I am not against my male buds finding beaus. It's bound to happen. What bugs me is the new rules that come along with it.
Let's create an imaginary boy buddy. Let's call him Harry. You and Harry are the hetero Will and Grace, inseparable. However, once Harry meets Sally, you best believe that you will go from talking to Harry everyday to solely hearing from him in between fucks. And when you do talk to him, he will go on and on about how Sally is the best thing since over-the-counter yeast infection medicine.
Then you don't want to call Harry because you don't want to bud into his Sally time. And then you don't want to rub Sally wrong because then she will tell Harry to cut you off. And he won't cut you off...officially. He will text you when Sally goes to pee or is looking for her car keys. But he can not call you, because if she sees your number in his call history, she won't have sex with him. It's a mess.

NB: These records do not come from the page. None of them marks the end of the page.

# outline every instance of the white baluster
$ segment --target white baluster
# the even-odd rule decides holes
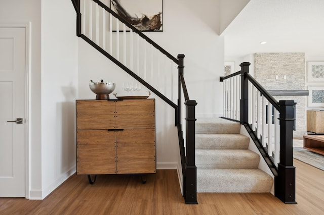
[[[144,80],[146,80],[146,60],[147,59],[147,50],[146,50],[146,41],[144,41],[144,43],[143,44],[143,54],[144,54],[144,59],[143,59],[143,72],[144,72]]]
[[[262,96],[262,145],[265,146],[266,132],[266,99]]]
[[[133,29],[130,32],[130,69],[133,71]]]
[[[256,130],[256,114],[257,114],[255,111],[256,107],[256,88],[254,87],[252,87],[252,130],[255,131]]]
[[[102,9],[102,48],[106,50],[106,11]]]
[[[260,139],[261,137],[261,94],[259,91],[257,92],[257,136],[258,138]]]
[[[137,34],[137,75],[140,75],[140,36]]]
[[[236,76],[234,76],[233,77],[233,93],[232,94],[233,95],[233,119],[234,120],[236,120],[237,119],[237,79],[236,79]]]
[[[223,117],[226,117],[226,80],[223,80]]]
[[[124,65],[126,66],[126,25],[123,23],[123,61]]]
[[[119,60],[119,21],[116,19],[116,59]]]
[[[80,7],[81,7],[81,20],[82,20],[81,22],[82,27],[81,27],[81,32],[84,35],[86,35],[86,26],[87,24],[87,21],[86,19],[86,15],[87,14],[86,11],[86,0],[83,0],[80,2]]]
[[[268,154],[272,155],[272,104],[268,101]]]
[[[233,111],[233,106],[234,105],[234,102],[233,101],[233,94],[234,94],[233,93],[233,79],[234,78],[233,77],[231,77],[230,78],[230,90],[229,90],[229,98],[230,98],[230,104],[229,104],[229,106],[230,106],[230,118],[231,119],[234,119],[234,111]]]
[[[112,56],[112,15],[109,14],[109,53]]]
[[[279,112],[274,109],[274,164],[278,165],[279,162],[279,150],[280,150],[280,133],[279,129]]]
[[[90,1],[89,4],[89,37],[92,40],[92,1]]]
[[[95,4],[95,17],[96,17],[96,25],[95,25],[95,36],[96,38],[96,41],[95,42],[97,45],[99,44],[99,6],[98,4],[96,3]]]

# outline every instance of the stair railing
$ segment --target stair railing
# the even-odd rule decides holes
[[[250,64],[220,78],[223,82],[223,118],[240,122],[250,134],[274,176],[274,195],[296,203],[293,166],[293,100],[277,102],[249,73]]]
[[[174,57],[99,0],[71,1],[76,12],[77,36],[175,109],[183,195],[186,203],[197,203],[194,159],[197,103],[189,99],[183,76],[184,55]]]

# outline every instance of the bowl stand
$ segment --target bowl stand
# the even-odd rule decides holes
[[[109,94],[97,94],[96,96],[96,100],[108,100],[109,99]]]

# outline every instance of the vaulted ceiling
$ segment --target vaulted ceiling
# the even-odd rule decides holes
[[[221,35],[227,60],[280,52],[324,60],[324,1],[251,0]]]

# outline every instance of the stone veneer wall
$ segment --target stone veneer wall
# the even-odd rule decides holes
[[[254,77],[267,90],[305,90],[304,53],[256,53]],[[276,79],[276,75],[278,79]],[[284,79],[286,76],[286,79]],[[306,96],[273,96],[279,100],[294,100],[296,104],[296,131],[294,137],[306,133]]]

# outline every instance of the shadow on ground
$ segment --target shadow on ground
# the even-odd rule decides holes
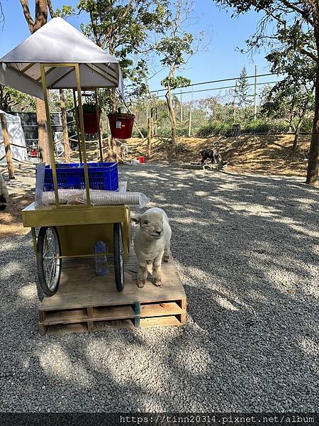
[[[3,240],[3,410],[315,410],[318,190],[160,165],[121,175],[170,217],[186,326],[40,337],[30,235]]]

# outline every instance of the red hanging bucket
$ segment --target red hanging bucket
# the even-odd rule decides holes
[[[109,114],[111,134],[118,139],[128,139],[132,136],[135,116],[132,114]]]

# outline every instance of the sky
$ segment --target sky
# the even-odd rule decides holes
[[[30,35],[20,1],[1,0],[1,3],[6,20],[4,28],[0,28],[0,58]],[[29,3],[32,10],[34,1],[30,0]],[[52,3],[55,9],[61,9],[63,4],[75,6],[77,1],[52,0]],[[220,10],[213,0],[194,0],[194,14],[198,18],[198,23],[189,27],[188,31],[194,33],[203,31],[207,35],[207,41],[210,42],[206,49],[191,58],[179,72],[180,75],[189,78],[192,83],[237,77],[244,65],[246,66],[248,75],[254,73],[255,65],[257,67],[258,74],[269,72],[267,62],[264,58],[264,51],[255,53],[252,58],[251,55],[244,55],[236,50],[237,48],[245,48],[245,40],[254,33],[256,28],[259,18],[258,15],[251,11],[232,18],[232,10]],[[34,15],[33,10],[32,14]],[[77,28],[80,23],[85,23],[87,17],[84,14],[67,19],[69,23]],[[152,79],[150,81],[151,90],[161,89],[160,81],[164,77],[164,71]],[[273,80],[276,79],[266,77],[260,77],[258,81],[262,82]],[[252,83],[253,80],[250,82]],[[197,87],[196,89],[219,87],[231,84],[231,82],[211,84]],[[203,96],[203,93],[196,94],[198,97]],[[185,97],[187,97],[186,95]]]

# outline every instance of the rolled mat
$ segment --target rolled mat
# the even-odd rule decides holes
[[[60,204],[86,204],[86,192],[79,190],[59,190],[59,202]],[[95,205],[118,205],[130,204],[144,207],[150,198],[142,192],[116,192],[114,191],[102,191],[90,190],[91,204]],[[43,192],[42,202],[44,204],[55,204],[54,192]]]

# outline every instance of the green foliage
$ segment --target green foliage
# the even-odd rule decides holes
[[[161,84],[163,87],[167,87],[169,83],[171,89],[176,89],[177,87],[186,87],[186,86],[189,86],[191,80],[189,78],[179,75],[177,77],[165,77],[165,78],[161,81]]]
[[[82,24],[83,33],[117,58],[122,75],[130,81],[126,86],[133,96],[147,91],[145,55],[152,48],[150,32],[161,33],[168,25],[168,0],[79,0],[78,13],[86,12],[88,24]],[[60,11],[74,14],[71,6]],[[106,99],[106,98],[105,98]]]
[[[196,136],[201,138],[207,138],[208,136],[229,136],[232,125],[230,123],[220,123],[220,121],[213,121],[207,126],[201,127],[196,132]]]
[[[82,109],[84,114],[96,114],[96,106],[95,104],[85,103],[82,104]]]
[[[282,121],[265,121],[262,119],[252,120],[247,124],[243,129],[243,133],[280,133],[289,131],[289,124]]]
[[[6,112],[34,112],[35,98],[12,87],[0,86],[0,109]]]
[[[235,95],[237,104],[239,106],[247,107],[252,103],[252,96],[248,83],[246,67],[244,67],[240,72],[240,76],[237,81]]]
[[[73,109],[73,94],[72,91],[70,89],[65,89],[65,108],[67,110]],[[50,90],[49,91],[49,109],[50,112],[60,112],[61,111],[61,104],[60,99],[60,90]]]

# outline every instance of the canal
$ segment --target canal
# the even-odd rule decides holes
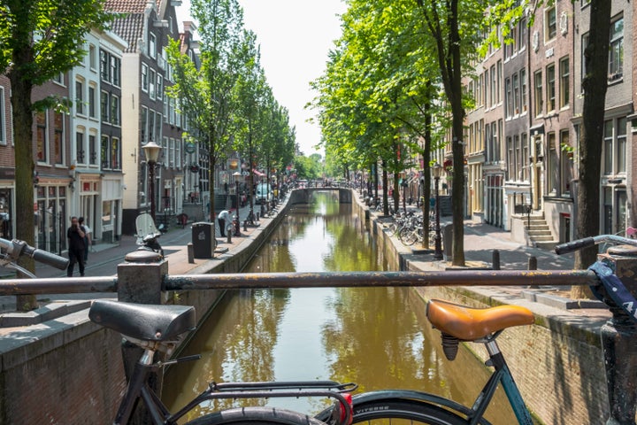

But as a professional boy best friend, even these unbelievably irritating things don't get to me. I guess in the back of your mind, you figure Sally will meet Henry and dump Harry, and then things will go back to normal.
And sometimes that happens. Yet this year, a couple of times, I have been introduced to a new scenario: When Harry marries Sally. I have found that this situation has no rules. Once they tie the knot, unless you are a mutual friend of them both, which you probably won't be, you can kiss Harry bye-bye.
I don't know what bothers me most about this: how easy it is for friendships you assume are tight to just evaporate, or the possibility that someone you considered a friend 'til the end was not?
So I guess this is the question: what are platonic female friends to males? Are they actually friends, or are they homieCheck Spellings with vaginas you keep around for support until you find a girlfriend? I can only go into these friendships as I do every other one, wanting to get to know the other person and wanting to make a connection of some sort. However, I guess another boy buddy I once had in high school said it best, before he dumped me for some cheerleader with glossed lips and a fatbutt: " 'Vagina your getting regularly is always going to overrule friend vagina you are not interested in." As grim as this is, I guess I would have to agree. Perhaps the goal is to be the regular vagina and not the friend one. Is it possible to be both? This I will tell you when I find out, hopefully sooner than later before another boy buddy jumps the broom.